Saat Ramadan, mau enggak mau dapur menjadi tempat yang sangat aktif di rumah kami. Mungkin juga di rumah-rumah umat Islam yang lain. Ya, karena sebagian besar muslim ingin sahur dan berbuka dengan menu-menu yang lebih nikmat daripada di hari-hari biasa. Dapur pun menjadi sentra memasak yang riuh di bulan Ramadan.
Hampir setiap hari saya belanja sayur mayur dan aneka bahan lauk. Suami membeli buah beberapa hari sekali. Lalu hampir setiap hari pula kami memasak untuk sahur dan berbuka. Saya usahakan menu hari ini berbeda dengan menu hari sebelumnya. Menu esok hari pun akan berbeda. Kami membuat variasi menu setiap harinya agar tidak bosan dan tetap semangat puasa. Dan, ya, kami memang jarang sekali membeli masakan di luar.
Tetapi, apakah menu-menu masakan yang sering kali kami buat bersama itu setiap hari pula bisa habis tak bersisa? Hemm.. kadang enggak habis juga, sih.
Padahal, saya sudah berusaha semaksimal mungkin untuk membuat menu masakan dalam jumlah yang cukup saja, tak terlalu banyak. Saya sesuaikan dengan jumlah keluarga kami yang ada tujuh kepala. Saya perkirakan menu akan habis bagi tujuh kepala itu. Namun, kadang perkiraan meleset. Ada yang tak selera makan, atau tiba-tiba dapat takjil dari masjid atau dari tetangga. Hehe (alhamdulillah). Akhirnya, kadang kami harus rela menu-menu itu bersisa dan berpindah ke tempat sampah.
Sedih.
Sedih karena ingat masakan itu telah diupayakan sedemikian rupa dan dimasak dengan sepenuh hati. Sedih karena harus menerima kenyataan bahwa masakan itu akhirnya menjadi sampah, yang seharusnya bisa kami hindari. Sedih karena sampah masakan itu akan turut berkontribusi dalam pemanasan global yang merusak bumi.
Karena menurut lembaga konservasi WWF, saat kita membuang makanan ke dalam tempat sampah, maka sampah-sampah tersebut akan dibawa dan terkubur di tempat-tempat pembuangan sampah. Saat sampah yang berada paling bawah mengalami pembusukan, terbentuklah gas metana.
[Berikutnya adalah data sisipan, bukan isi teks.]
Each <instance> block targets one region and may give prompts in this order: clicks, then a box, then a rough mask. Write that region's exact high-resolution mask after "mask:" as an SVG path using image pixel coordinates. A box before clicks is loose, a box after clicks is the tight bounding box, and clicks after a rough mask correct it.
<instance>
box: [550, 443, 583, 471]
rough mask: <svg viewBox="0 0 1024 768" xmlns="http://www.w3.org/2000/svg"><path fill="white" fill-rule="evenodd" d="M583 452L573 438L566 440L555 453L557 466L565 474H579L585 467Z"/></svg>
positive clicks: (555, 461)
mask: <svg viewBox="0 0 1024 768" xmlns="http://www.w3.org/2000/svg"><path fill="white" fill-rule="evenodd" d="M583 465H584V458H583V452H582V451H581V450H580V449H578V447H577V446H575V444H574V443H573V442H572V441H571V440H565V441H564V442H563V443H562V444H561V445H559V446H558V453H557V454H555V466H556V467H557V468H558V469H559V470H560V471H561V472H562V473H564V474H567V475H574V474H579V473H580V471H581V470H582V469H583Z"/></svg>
Gas metana akan merusak lapisan ozon bumi karena gas metana termasuk gas-gas rumah kaca yang dapat mengakibatkan perubahan iklim.
Di sisi lain, sampah makanan atau food waste itu menciptakan ketidaksetaraan dalam distribusi pangan. Karena di satu sisi makanan dibuang, di sisi lain banyak orang di dunia yang mengalami kelaparan dan kekurangan gizi.
Rasanya menyedihkan sekali bukan, jika mengingat alur sampah makanan seperti itu?
Jadi sebagai ibu yang notabene merupakan juru masak di rumah, saya pun selalu berusaha memasak secukupnya saja agar tak ada makanan tersisa dari meja makan. Termasuk di saat bulan Ramadan ini. Ibu punya peran besar dalam upaya mengurangi gas rumah kaca. Meski kadang ending-nya tak terduga, tetapi saya tetap berusaha selalu memasak secukupnya saja, untuk meminimalisir adanya sampah makanan. Yang penting sudah berusaha, bukan?